As Klarna popped champagne on its nearly 15% surge during its public debut, CMO David Sandstrom made it clear: AI isn’t just a buzzword—it’s Klarna’s marketing engine. From crunching customer reviews to spitting out ad concepts, AI is now threaded through nearly every function. The payoff? A leaner marketing machine that’s sliced spend by 12% and cranked out six times more content without piling on headcount. Helping fuel this are new tie-ups with Google’s AI suite, including tools like Gemini and Veo 3, while Klarna continues to hire prompt engineers even as competitors pull back.
Sandstrom says the company’s tech-forward approach is supporting an output that, at one point, generated $1 million in revenue per employee. Klarna is also working on an AI-powered shopping assistant designed to not just suggest products, but buy them for you—a concierge with code, if you will. This internal AI overhaul has not only bolstered Klarna’s creative campaigns but also reduced its dependency on agencies. With 30 generative AI-backed campaigns already in market, Klarna’s automation strategy seems less about novelty and more about efficiency at scale.

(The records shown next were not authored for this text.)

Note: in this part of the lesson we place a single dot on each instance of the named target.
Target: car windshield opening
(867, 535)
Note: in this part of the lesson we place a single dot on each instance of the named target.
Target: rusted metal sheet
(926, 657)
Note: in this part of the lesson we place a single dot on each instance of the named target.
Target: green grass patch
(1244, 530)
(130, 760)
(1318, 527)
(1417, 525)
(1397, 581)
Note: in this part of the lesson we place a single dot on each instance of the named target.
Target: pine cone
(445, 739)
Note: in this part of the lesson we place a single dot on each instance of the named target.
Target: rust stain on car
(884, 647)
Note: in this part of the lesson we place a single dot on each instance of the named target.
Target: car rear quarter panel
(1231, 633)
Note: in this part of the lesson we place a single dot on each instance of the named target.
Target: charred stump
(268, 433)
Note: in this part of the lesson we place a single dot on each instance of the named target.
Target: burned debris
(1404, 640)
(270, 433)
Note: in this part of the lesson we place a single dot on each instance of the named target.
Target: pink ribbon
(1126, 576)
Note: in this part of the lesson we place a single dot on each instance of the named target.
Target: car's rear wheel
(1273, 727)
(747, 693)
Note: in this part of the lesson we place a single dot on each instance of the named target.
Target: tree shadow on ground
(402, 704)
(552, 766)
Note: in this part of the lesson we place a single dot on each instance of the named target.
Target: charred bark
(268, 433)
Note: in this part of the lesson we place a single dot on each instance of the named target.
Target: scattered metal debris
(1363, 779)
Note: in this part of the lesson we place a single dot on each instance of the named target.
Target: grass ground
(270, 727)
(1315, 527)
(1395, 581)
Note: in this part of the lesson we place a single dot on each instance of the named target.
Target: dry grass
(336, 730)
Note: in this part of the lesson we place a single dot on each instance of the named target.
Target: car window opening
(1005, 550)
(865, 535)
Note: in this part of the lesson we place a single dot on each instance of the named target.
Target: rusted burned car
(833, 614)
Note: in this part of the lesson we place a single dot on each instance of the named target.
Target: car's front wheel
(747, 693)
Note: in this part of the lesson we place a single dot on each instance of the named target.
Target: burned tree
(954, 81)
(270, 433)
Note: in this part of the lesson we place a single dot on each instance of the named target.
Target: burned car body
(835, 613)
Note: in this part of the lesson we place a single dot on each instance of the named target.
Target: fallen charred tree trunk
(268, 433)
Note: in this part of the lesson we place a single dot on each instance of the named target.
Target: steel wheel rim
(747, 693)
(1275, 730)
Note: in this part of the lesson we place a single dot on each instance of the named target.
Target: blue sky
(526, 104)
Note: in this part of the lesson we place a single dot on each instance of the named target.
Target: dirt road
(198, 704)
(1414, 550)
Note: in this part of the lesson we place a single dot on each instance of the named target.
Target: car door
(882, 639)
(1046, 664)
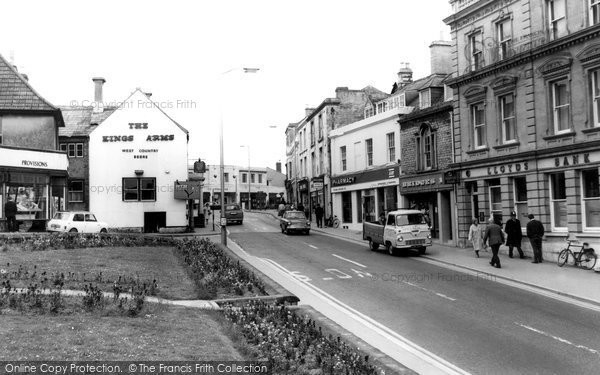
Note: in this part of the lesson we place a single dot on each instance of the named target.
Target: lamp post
(249, 200)
(223, 219)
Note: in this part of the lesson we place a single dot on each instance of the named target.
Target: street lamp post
(249, 200)
(223, 219)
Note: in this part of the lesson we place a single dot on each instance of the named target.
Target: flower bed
(294, 344)
(215, 273)
(45, 241)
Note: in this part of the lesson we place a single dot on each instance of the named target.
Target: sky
(180, 51)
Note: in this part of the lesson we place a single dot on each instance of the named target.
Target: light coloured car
(76, 221)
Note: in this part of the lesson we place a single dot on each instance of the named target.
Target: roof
(79, 120)
(17, 94)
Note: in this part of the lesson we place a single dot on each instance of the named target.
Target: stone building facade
(527, 128)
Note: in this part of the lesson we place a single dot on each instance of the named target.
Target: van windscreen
(410, 219)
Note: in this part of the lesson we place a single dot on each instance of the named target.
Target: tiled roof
(16, 93)
(79, 120)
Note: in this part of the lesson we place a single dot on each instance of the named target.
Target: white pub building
(135, 157)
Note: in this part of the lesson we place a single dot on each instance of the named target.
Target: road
(472, 322)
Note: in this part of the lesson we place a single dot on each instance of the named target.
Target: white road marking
(338, 273)
(348, 260)
(430, 291)
(361, 273)
(423, 359)
(564, 341)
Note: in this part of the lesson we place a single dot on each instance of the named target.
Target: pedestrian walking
(535, 232)
(514, 235)
(476, 236)
(494, 236)
(10, 211)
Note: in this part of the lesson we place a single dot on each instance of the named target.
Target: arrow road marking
(348, 260)
(564, 341)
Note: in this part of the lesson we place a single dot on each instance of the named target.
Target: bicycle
(333, 222)
(586, 258)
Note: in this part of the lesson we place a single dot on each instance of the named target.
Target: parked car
(76, 221)
(234, 214)
(403, 229)
(294, 221)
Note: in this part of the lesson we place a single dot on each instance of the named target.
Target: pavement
(569, 281)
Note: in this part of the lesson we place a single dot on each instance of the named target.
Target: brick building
(527, 100)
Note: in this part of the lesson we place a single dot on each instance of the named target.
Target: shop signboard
(187, 190)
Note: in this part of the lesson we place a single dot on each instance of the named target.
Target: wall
(109, 164)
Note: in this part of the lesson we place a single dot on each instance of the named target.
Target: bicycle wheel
(587, 260)
(563, 257)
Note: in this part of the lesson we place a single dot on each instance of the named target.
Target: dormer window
(424, 98)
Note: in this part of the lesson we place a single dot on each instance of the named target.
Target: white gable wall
(110, 162)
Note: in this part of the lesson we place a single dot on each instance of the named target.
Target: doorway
(153, 221)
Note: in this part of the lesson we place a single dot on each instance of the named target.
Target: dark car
(294, 221)
(234, 214)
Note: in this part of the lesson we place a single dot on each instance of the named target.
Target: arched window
(426, 146)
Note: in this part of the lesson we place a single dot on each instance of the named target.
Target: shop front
(36, 181)
(561, 189)
(434, 196)
(364, 196)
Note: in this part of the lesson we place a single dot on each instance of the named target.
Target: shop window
(478, 123)
(148, 189)
(558, 202)
(496, 200)
(343, 157)
(76, 191)
(130, 189)
(594, 12)
(369, 150)
(476, 50)
(139, 189)
(504, 31)
(391, 143)
(520, 191)
(507, 117)
(347, 207)
(595, 91)
(557, 18)
(559, 99)
(591, 198)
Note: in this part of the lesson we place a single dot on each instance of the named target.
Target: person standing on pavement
(319, 215)
(535, 232)
(476, 236)
(494, 236)
(514, 235)
(10, 211)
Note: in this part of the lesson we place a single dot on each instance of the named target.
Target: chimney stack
(404, 75)
(441, 57)
(99, 104)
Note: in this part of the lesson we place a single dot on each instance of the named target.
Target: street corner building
(136, 155)
(527, 115)
(33, 170)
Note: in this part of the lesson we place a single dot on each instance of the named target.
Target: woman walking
(476, 236)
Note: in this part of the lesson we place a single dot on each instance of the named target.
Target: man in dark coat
(10, 211)
(513, 235)
(319, 215)
(494, 237)
(535, 232)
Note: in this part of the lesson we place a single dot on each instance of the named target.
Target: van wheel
(373, 246)
(390, 249)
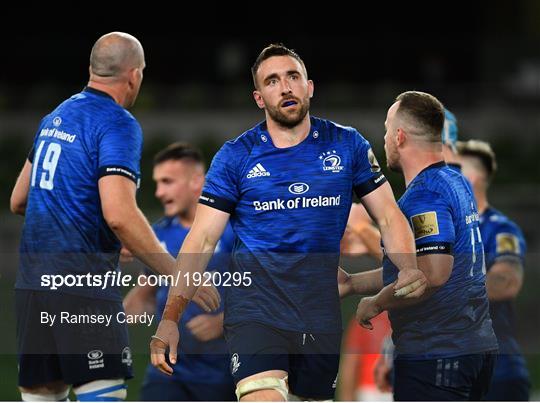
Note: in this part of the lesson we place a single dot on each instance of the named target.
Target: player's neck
(284, 137)
(110, 89)
(417, 162)
(481, 200)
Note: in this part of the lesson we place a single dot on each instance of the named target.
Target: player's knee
(268, 388)
(53, 392)
(106, 390)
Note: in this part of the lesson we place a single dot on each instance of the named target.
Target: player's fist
(367, 310)
(411, 283)
(167, 336)
(207, 297)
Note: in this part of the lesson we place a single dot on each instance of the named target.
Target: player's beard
(289, 120)
(392, 161)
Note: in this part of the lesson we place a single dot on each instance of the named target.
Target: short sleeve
(430, 218)
(507, 241)
(221, 187)
(120, 148)
(367, 174)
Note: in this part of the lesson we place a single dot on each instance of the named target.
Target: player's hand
(166, 336)
(367, 310)
(125, 255)
(381, 374)
(345, 287)
(206, 327)
(411, 283)
(207, 297)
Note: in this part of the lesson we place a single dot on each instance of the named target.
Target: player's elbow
(17, 206)
(437, 280)
(115, 219)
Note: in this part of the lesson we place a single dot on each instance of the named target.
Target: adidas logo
(257, 170)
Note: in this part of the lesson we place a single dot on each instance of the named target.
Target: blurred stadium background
(198, 88)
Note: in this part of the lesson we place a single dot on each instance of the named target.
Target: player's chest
(317, 170)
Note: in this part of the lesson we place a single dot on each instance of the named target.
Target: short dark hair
(274, 49)
(482, 151)
(179, 151)
(425, 110)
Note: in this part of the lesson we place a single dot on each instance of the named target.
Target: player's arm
(363, 283)
(140, 299)
(397, 238)
(504, 279)
(437, 269)
(19, 194)
(194, 256)
(125, 219)
(360, 224)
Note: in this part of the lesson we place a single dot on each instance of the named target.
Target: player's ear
(401, 136)
(258, 99)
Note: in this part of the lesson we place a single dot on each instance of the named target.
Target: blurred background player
(444, 342)
(505, 249)
(286, 185)
(77, 193)
(362, 348)
(202, 371)
(449, 140)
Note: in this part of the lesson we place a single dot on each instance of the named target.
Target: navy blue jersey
(503, 239)
(86, 137)
(289, 207)
(197, 361)
(441, 210)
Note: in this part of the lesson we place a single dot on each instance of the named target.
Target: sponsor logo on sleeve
(375, 167)
(425, 224)
(507, 243)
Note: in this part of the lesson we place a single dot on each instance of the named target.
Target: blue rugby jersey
(86, 137)
(503, 239)
(442, 212)
(289, 208)
(197, 361)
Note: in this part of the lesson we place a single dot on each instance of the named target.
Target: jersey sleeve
(221, 187)
(33, 148)
(430, 218)
(507, 242)
(367, 174)
(119, 150)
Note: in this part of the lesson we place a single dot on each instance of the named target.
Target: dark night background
(481, 60)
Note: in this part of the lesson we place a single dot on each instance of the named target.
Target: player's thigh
(445, 379)
(36, 347)
(256, 348)
(314, 366)
(263, 386)
(165, 390)
(517, 390)
(211, 392)
(91, 351)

But even with a slick marketing engine, the core “buy now, pay later” business isn’t pressure-proof. Klarna still lags Affirm in U.S. payment volume and is playing catch-up in in-store spend and card-linked installments. It only launched its debit card this summer, well after Affirm’s 2023 rollout. Still, Klarna’s global muscle shows: $25.3 billion in GMV and tie-ups with Walmart and eBay suggest it’s got more arrows in its quiver. Sandstrom’s consumer-first brand play—aimed at standing out from the hyper-masculine feel of rivals—could be Klarna’s differentiator as traditional credit cards beef up their own installment perks.